Bisalanews.id – Calon Bupati Parigi Moutong 2024, Nizar Rahmatu, mengambil langkah hukum tegas setelah beredarnya Berita Acara (BE) pelaksanaan putusan pengadilan yang tersebar di sejumlah media sosial. (28/09/2024)
BE yang seharusnya bersifat rahasia ini dianggap merugikan Nizar, yang telah resmi ditetapkan sebagai calon Bupati dalam Pilkada 2024.
Dalam konferensi pers yang digelar di salah satu hotel di Parigi, Sabtu (28/09/2024), Nizar menyatakan bahwa dirugikan oleh informasi yang beredar.
“Saya sudah dirugikan secara materil dan imateril karena tindakan ini. Apalagi, saya sekarang sudah ditetapkan sebagai calon yang sudah dilembar negarakan, yang secara otomatis ada hak-hak saya yang perlu dihormati,” ungkapnya.
Nizar menuduh bahwa BE tersebut disebarkan oleh oknum yang tergabung dalam tim sukses pasangan calon lain, dengan tujuan menjatuhkan kredibilitasnya.
Ia menegaskan bahwa tindakan ini merupakan upaya untuk menggurui lembaga penyelenggara Pemilukada.
“Bila yang menyebarkan dari pihak independen yang tidak terikat pada calon lain, mungkin masih elok.
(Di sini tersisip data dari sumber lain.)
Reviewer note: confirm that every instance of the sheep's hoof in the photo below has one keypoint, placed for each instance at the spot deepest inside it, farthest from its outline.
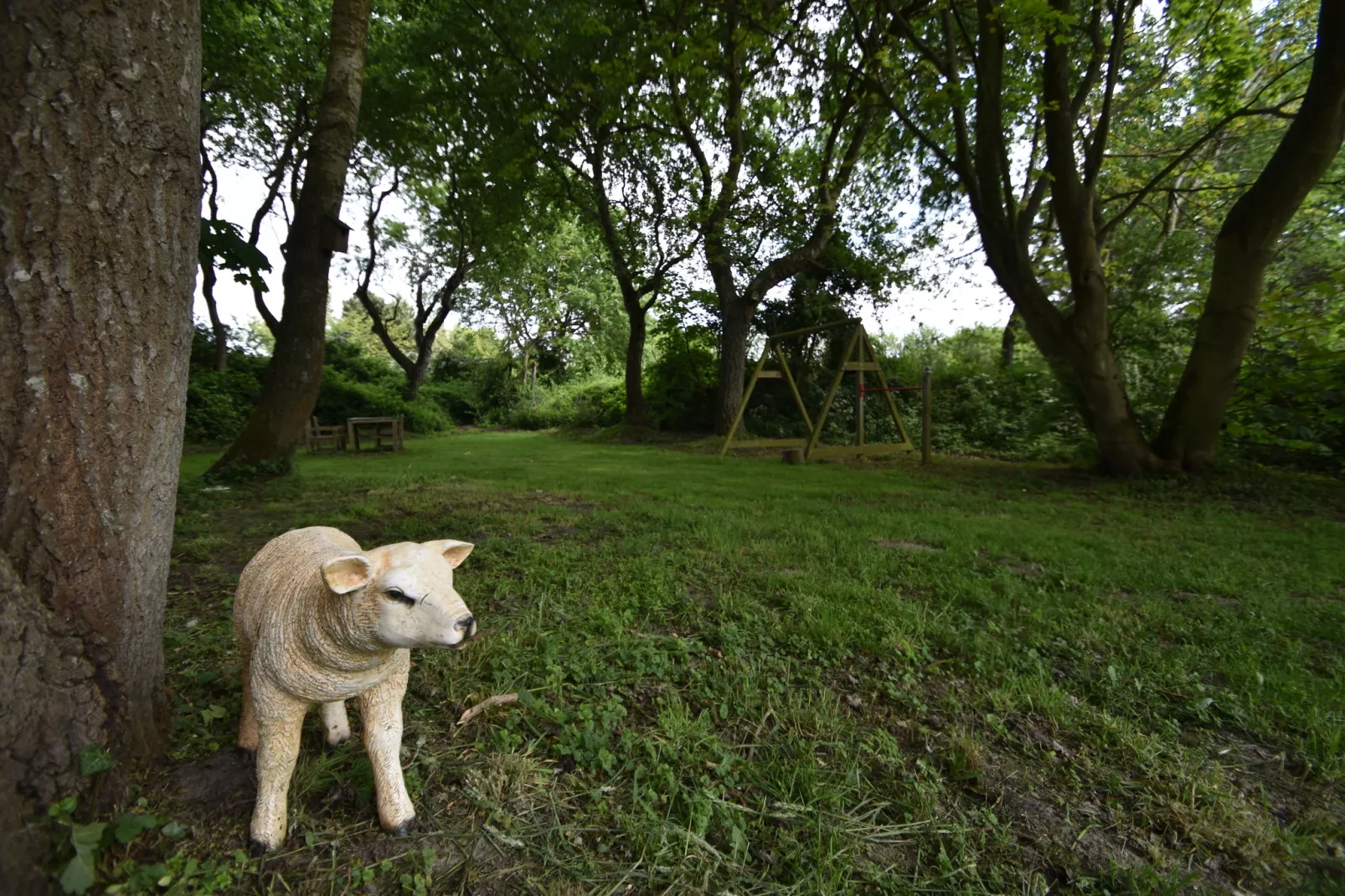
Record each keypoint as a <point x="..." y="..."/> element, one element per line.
<point x="257" y="849"/>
Namun, yang menyebarkan justru tim sukses pasangan lain,” ujarnya.
Nizar juga menargetkan penyebar BE di berbagai platform, termasuk WhatsApp dan media sosial lain, serta mereka yang mengaitkan namanya dalam aksi unjuk rasa dengan membuat kartun yang menjatuhkan dirinya.
Dalam waktu 24 jam, Nizar meminta pihak-pihak yang terlibat untuk meminta maaf secara terbuka.
Jika tidak, ia akan mengambil langkah hukum lebih lanjut.
“Saya minta dalam satu kali 24 jam, oknum-oknum yang sudah menyebarkan dan merugikan saya untuk meminta maaf secara terbuka,” tegasnya.
Sementara itu, Rusli, selaku Penasehat Hukum pasangan (Bersinar), menyatakan akan segera mengirimkan somasi kepada pihak-pihak yang menyebarkan BE tersebut.
“Insya Allah, sesuai perintah, dalam waktu dekat kami akan melayangkan somasi ke sejumlah pihak,” jelas Rusli.
Nizar menambahkan bahwa ia secara pribadi mendukung semua calon untuk maju dalam Pilkada.
Namun, ia meminta agar setiap pihak menghormati keputusan penyelenggara yang telah menetapkan calon yang memenuhi syarat.
“Saya ingin semuanya maju, namun karena sudah ada putusan, mari kita hormati putusan tersebut,” tutupnya.